Сигурд Хёль - Моя вина
Я ушел, радуясь тому, что хоть на время от него избавился. Но на душе было смутно. Я не понимал, во что все это может вылиться.
У каждого из нас бывали срывы. Но случай Индрегора был, пожалуй, похуже других. Наш добрый Андреас сунул несчастному работу, которая тому не под силу.
А если он и вправду рехнулся, что тогда? Однако не можем же мы сторожить его…
На улице было прохладно и ясно. Я постоял немного. Просто постоял.
Город тонул в темноте. Поодаль, за квартал, пробренчал трамвай, прошел, прочертив синюю полоску света. В глубине улицы различалась какая-то нетвердо шагающая фигура. Кто-то свалился с тротуара и выругался от души.
В это время года улицы по вечерам, бывало, ярко освещались; сияли стекла витрин, заваленных фруктами.
Из здания слева неслись обычные звуки — сдавленные стоны, мерные удары, глухие вопли, крики. В другом доме офицеры устроили выпивку; я слышал гам перебивающих друг друга голосов, хохот, звон бутылок и стаканов, женский визг. Последнее время они вконец разболтались.
Я постоял немного, потом пошел к себе.
На другой вечер он позвонил опять. Уже смеркалось. Не могу ли я пожертвовать ему еще часок?
Я спустился.
Он выглядел еще более замученным и унылым, чем вчера, если это возможно, и сперва избегал моего взгляда.

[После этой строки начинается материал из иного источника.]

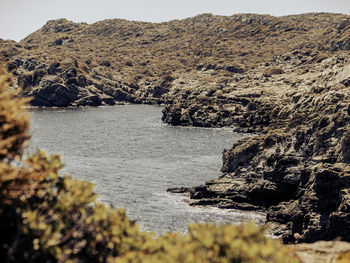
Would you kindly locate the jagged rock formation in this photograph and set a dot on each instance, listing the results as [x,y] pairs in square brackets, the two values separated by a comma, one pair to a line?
[123,61]
[298,170]
[286,78]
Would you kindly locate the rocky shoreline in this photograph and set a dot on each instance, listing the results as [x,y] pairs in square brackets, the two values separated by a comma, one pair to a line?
[297,167]
[286,80]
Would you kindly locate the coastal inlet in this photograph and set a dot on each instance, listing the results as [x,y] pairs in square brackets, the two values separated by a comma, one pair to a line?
[133,157]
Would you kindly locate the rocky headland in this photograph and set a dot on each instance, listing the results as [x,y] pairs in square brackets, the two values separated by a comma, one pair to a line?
[286,80]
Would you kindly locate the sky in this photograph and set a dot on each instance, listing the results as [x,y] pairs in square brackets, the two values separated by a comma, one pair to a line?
[19,18]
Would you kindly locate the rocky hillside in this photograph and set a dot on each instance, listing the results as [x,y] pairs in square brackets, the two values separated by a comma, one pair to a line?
[77,64]
[285,78]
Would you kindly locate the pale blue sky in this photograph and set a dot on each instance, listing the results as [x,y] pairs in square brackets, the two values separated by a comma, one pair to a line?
[21,17]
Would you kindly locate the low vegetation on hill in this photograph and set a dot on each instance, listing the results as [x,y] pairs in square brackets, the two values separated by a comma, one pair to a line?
[286,78]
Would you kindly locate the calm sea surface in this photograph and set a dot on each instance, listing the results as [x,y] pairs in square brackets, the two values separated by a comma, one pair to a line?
[133,157]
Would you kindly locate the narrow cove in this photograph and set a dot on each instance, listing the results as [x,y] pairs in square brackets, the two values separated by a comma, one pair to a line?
[133,157]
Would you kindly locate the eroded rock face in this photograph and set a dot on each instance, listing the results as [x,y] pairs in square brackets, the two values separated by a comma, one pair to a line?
[298,169]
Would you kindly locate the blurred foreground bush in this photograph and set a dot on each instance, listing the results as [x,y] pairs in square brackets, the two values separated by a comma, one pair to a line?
[45,217]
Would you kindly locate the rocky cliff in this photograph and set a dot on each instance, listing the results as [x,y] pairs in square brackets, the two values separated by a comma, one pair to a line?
[285,79]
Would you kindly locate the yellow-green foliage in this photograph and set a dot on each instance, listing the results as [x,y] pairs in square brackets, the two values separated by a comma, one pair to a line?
[45,217]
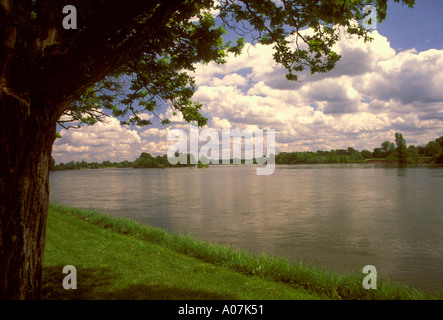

Началось с обычных церемоний. Я должен его извинить. Он боится, что произвел на меня превратное впечатление. Ведь я мог подумать, что настроение у него пораженческое, безнадежное. Но ничто не может быть дальше от истины. Он всю ночь не спал… Все думал об этом.
Но не только об этом.
Тут он взглянул мне прямо в глаза.
— Мы победим! — сказал он.
— Да, разумеется, мы знаем, что мы победим.
— Думали ли вы о том, насколько это важно? Верить-то мы всегда верили! Тот, кто борется, всегда верит в победу. В самой борьбе — уже победа.
Но мы не знали, что мы победим. Другие — те-то как раз были уверены в победе. А мы — мы каждый день ощущали свою слабость, глотали унижения, оскорбления, терпели вещи нестерпимые. Нам это удалось, потому что… Но я перескакиваю, это потом… Каждый, каждый день мы смотрели на них — если нам удавалось одолеть отвращение — и видели, как они важно расхаживают по нашим улицам и заглушают нечистую совесть заклинаньем: мы победим!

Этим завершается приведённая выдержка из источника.